His assessment came in a speech delivered Wednesday to graduating students at Harvard University, where he earned a bachelor's degree in economics in 1975.
Back then, the economy suffered from a dangerous combination of stubborn inflation and stagnant growth. There are fears today that the U.S. may be heading in that direction again.
"We see little indication today of the beginnings of a 1970s-style wage-price spiral, in which wages and prices chased each other ever upward," Bernanke said at Harvard.
Then, as now, the U.S. endured a serious oil price shock, sharply rising prices for food and other commodities and subpar economic growth, he said.
Today's economy, however, is more flexible in responding to difficulties and the country is more energy efficient than a generation ago, Bernanke said.
"Since 1975, the energy required to produce a given amount of output in the United States has fallen by half," he said.
Over the years, Fed policymakers also have learned more about inflation and how to fight it, he said.

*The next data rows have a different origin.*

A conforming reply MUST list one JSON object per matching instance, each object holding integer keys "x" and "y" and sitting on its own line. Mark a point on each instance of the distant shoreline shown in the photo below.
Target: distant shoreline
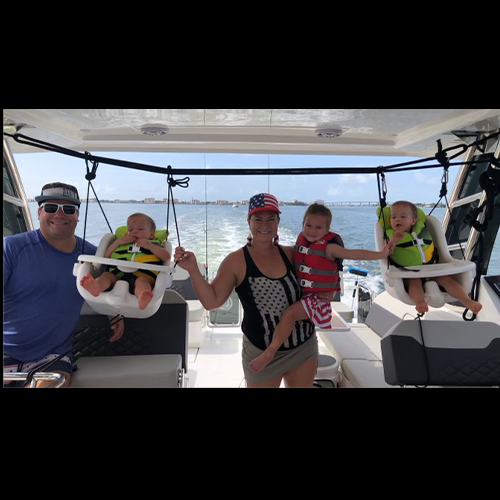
{"x": 245, "y": 203}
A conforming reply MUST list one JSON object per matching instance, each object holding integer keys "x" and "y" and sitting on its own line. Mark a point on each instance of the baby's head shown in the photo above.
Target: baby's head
{"x": 141, "y": 226}
{"x": 404, "y": 215}
{"x": 317, "y": 222}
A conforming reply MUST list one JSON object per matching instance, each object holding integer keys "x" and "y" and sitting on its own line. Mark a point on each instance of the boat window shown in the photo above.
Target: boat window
{"x": 471, "y": 185}
{"x": 458, "y": 230}
{"x": 16, "y": 217}
{"x": 8, "y": 184}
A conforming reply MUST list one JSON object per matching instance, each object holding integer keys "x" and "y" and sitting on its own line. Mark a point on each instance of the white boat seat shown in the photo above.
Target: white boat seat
{"x": 456, "y": 353}
{"x": 153, "y": 371}
{"x": 461, "y": 270}
{"x": 119, "y": 300}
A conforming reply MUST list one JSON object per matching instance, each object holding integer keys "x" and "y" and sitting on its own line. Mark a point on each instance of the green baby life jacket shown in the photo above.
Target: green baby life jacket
{"x": 415, "y": 248}
{"x": 131, "y": 253}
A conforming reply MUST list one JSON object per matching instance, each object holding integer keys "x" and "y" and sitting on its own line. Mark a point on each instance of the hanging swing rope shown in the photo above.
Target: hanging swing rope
{"x": 90, "y": 176}
{"x": 399, "y": 167}
{"x": 183, "y": 183}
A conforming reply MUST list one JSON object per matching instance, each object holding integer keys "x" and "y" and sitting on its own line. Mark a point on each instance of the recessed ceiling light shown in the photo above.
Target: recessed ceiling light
{"x": 154, "y": 130}
{"x": 329, "y": 133}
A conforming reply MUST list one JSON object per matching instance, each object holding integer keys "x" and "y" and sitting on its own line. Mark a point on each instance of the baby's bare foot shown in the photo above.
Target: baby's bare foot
{"x": 90, "y": 284}
{"x": 422, "y": 307}
{"x": 474, "y": 306}
{"x": 145, "y": 298}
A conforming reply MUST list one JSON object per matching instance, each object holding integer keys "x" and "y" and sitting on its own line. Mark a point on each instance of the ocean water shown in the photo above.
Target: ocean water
{"x": 213, "y": 231}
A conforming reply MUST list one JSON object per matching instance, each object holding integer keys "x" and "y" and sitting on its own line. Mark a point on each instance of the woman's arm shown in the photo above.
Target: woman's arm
{"x": 334, "y": 251}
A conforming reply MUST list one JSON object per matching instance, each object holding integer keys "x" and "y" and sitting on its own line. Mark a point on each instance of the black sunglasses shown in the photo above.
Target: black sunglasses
{"x": 52, "y": 208}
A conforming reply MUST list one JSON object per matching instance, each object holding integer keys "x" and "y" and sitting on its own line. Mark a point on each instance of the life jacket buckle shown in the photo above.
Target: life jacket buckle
{"x": 305, "y": 269}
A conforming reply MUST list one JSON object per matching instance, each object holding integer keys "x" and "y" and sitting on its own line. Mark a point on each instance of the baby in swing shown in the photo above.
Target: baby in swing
{"x": 403, "y": 220}
{"x": 136, "y": 244}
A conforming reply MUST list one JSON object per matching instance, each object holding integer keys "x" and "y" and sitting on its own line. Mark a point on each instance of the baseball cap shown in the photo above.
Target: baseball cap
{"x": 261, "y": 202}
{"x": 59, "y": 191}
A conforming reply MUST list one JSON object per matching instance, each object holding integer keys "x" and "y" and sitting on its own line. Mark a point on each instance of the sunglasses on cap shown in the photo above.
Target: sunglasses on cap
{"x": 52, "y": 208}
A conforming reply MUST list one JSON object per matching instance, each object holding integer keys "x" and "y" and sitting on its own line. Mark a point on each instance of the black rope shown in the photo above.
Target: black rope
{"x": 183, "y": 183}
{"x": 427, "y": 369}
{"x": 90, "y": 176}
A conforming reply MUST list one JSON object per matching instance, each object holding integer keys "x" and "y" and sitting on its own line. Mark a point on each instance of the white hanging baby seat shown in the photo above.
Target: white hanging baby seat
{"x": 461, "y": 270}
{"x": 119, "y": 300}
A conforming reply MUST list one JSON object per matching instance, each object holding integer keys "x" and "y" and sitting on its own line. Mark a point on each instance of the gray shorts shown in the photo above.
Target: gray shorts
{"x": 283, "y": 362}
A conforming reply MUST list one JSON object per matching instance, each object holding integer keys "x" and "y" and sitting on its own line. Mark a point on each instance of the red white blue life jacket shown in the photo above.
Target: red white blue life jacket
{"x": 316, "y": 273}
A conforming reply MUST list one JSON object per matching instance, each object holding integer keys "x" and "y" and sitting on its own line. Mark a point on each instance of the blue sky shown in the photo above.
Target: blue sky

Bernanke's remarks come just one day after he said that the Fed's rate-cutting campaign was coming to an end because of increasing concerns about inflation. He took aim at the role of the weakened dollar in pushing prices higher. It was a rare public pronouncement by a Fed chairman about the U.S. greenback.
The Fed is paying attention to the extent to which consumers, investors and businesses believe prices will rise in the future. Monitoring those "inflation expectations" are important. If people believe inflation will keep going up, they will change their behavior in ways that aggravate inflation thus, a self-fulfilling prophecy.
"Some indicators of longer-term inflation expectations have risen in recent months, which is a significant concern for the Federal Reserve," Bernanke told the Harvard students. "We will need to monitor that situation closely."
Changes in current inflation expectations have been measured in just "tenths of a percentage point" as opposed to "whole percentage points" in the mid-1970s, he said. That highlighted the difference between how people now and then viewed inflation.
These days paychecks are shrinking as rising prices bite into them. Back in the 1970s, people were demanding and getting higher wages in anticipation of rapidly rising prices.